Il aura fallu seulement quelques décennies pour que l’Intelligence Artificielle passe de la théorie à la réalité. Un exploit rendu possible grâce aux géants du numérique, les Gafam5. Ces entreprises sont à ce jour les seules à disposer de plateformes suffisamment importantes pour recueillir, héberger et analyser de tels volumes de données. Avec cet incroyable potentiel et des atouts indéniables, l’avenir de l’Intelligence Artificielle est tout tracé !

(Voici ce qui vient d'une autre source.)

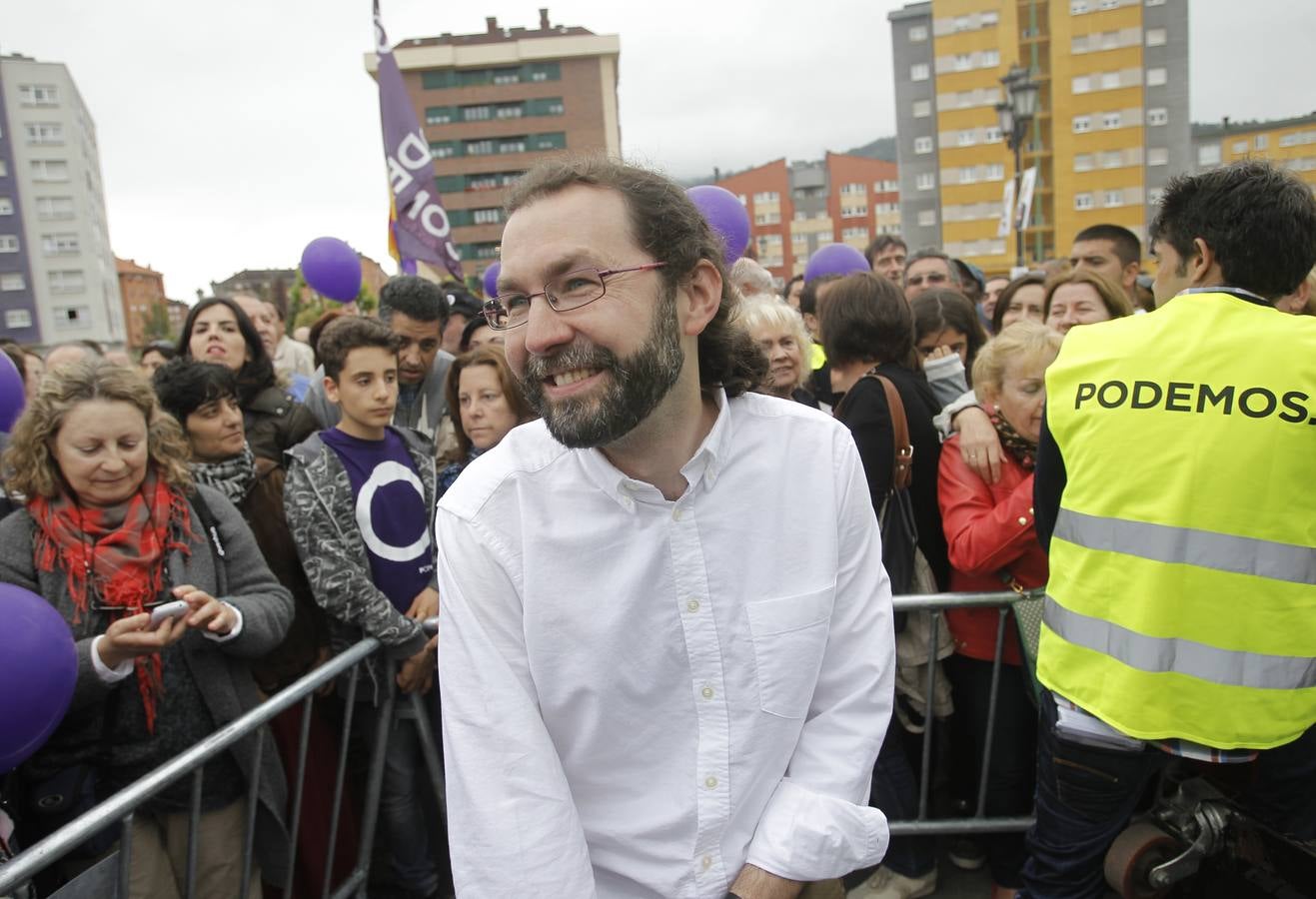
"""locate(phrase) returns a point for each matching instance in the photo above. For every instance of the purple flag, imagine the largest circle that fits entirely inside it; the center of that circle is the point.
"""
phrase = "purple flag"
(420, 225)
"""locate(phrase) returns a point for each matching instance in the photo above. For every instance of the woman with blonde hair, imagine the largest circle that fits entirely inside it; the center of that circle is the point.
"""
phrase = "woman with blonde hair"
(113, 529)
(780, 332)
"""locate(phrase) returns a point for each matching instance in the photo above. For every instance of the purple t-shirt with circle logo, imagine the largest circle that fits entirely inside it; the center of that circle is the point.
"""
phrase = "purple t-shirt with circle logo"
(390, 509)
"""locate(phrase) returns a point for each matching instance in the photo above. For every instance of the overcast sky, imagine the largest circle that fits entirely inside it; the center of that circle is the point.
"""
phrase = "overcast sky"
(233, 133)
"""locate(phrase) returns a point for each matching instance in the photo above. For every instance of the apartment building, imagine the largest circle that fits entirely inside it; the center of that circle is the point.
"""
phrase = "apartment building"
(1112, 121)
(494, 103)
(57, 273)
(797, 207)
(1290, 142)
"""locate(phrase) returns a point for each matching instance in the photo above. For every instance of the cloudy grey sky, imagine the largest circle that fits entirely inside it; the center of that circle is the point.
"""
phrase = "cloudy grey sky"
(233, 133)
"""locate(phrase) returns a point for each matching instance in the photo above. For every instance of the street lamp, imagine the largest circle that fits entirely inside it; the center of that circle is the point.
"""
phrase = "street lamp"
(1015, 113)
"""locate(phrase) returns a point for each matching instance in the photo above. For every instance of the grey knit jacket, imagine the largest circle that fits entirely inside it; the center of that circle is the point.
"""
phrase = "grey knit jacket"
(220, 669)
(322, 510)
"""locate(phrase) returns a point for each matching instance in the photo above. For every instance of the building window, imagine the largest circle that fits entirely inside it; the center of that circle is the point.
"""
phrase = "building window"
(54, 207)
(59, 244)
(49, 170)
(38, 95)
(45, 133)
(69, 281)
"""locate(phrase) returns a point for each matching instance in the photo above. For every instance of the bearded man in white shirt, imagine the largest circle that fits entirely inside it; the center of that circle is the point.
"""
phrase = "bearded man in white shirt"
(666, 644)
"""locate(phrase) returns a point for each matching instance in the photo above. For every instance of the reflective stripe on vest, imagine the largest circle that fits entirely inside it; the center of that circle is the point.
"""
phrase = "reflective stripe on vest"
(1206, 549)
(1178, 655)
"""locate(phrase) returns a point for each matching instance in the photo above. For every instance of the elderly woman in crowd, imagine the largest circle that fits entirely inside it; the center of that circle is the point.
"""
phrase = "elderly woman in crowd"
(113, 529)
(1082, 298)
(780, 332)
(991, 542)
(217, 331)
(487, 403)
(947, 335)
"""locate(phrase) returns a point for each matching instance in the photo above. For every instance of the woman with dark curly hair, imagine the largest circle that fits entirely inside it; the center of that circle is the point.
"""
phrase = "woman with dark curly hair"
(217, 331)
(112, 529)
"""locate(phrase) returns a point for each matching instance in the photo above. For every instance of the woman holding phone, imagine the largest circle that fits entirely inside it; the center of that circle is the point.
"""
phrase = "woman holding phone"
(112, 532)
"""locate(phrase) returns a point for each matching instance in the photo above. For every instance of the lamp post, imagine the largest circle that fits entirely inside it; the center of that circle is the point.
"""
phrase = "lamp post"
(1015, 115)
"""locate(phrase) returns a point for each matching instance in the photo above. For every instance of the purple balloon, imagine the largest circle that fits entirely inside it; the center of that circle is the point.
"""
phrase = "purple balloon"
(38, 669)
(834, 260)
(725, 215)
(12, 397)
(490, 280)
(332, 269)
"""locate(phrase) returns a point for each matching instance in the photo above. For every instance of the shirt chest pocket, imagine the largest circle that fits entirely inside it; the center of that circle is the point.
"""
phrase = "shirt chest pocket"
(789, 638)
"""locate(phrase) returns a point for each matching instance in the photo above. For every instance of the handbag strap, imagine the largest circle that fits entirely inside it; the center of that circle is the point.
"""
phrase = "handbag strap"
(903, 467)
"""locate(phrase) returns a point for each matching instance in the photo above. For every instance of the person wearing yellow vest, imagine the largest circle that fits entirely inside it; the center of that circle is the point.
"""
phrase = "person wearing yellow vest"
(1174, 488)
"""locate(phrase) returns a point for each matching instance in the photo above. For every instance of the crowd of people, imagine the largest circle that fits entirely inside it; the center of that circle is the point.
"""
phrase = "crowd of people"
(285, 492)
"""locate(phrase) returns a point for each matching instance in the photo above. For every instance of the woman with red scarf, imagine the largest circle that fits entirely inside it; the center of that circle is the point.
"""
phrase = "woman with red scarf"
(991, 542)
(112, 529)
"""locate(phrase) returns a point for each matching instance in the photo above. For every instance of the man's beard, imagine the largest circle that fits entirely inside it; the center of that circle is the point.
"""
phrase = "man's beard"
(632, 392)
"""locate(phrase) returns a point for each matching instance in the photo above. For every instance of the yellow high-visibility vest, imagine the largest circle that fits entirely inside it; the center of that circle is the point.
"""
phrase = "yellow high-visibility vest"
(1182, 595)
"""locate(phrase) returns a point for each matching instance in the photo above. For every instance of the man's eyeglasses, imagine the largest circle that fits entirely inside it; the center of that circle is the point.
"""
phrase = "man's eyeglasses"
(565, 293)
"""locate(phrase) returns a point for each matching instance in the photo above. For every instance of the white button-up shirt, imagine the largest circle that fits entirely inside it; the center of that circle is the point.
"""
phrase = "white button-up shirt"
(643, 695)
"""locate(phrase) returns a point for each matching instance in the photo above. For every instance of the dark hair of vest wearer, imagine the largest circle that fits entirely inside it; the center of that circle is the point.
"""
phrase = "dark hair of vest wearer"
(1258, 220)
(415, 298)
(1007, 294)
(809, 295)
(257, 373)
(183, 386)
(667, 227)
(936, 311)
(866, 319)
(880, 243)
(1127, 245)
(928, 253)
(348, 334)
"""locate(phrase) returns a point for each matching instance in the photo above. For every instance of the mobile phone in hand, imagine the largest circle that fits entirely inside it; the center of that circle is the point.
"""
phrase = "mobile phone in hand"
(169, 611)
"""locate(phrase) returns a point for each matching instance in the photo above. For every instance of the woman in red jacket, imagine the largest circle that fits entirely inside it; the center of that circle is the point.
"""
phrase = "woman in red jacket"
(991, 542)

L’Intelligence Artificielle en quelques chiffres

  • Un marché 2024 estimé à 11.1 milliards de dollars contre 200 millions en 2015
  • 1 550 start-up dans 70 pays dont 270 en France et 499 aux États-Unis
  • Investissements en France : 1.5 milliards d’€
  • Investissements aux Etats-Unis : 4 milliards de $
  • Investissements en Chine : 5 milliards de $

Sylvie Ponlot


1 L’imagerie médicale computationnelle, ou radiomique, consiste en l’analyse informatique d’images médicales et leur traduction en données étudiables.
2 La rétinopathie diabétique est une complication du diabète de type 2 qui affecte 50 % des patients. En France, elle est la première cause de cécité pour les moins de 65 ans.
3 Tache naturelle de couleur brune sur la peau
4 Par opposition au « faux-positif », le « faux-négatif » révèle un résultat positif que viennent infirmer des tests complémentaires.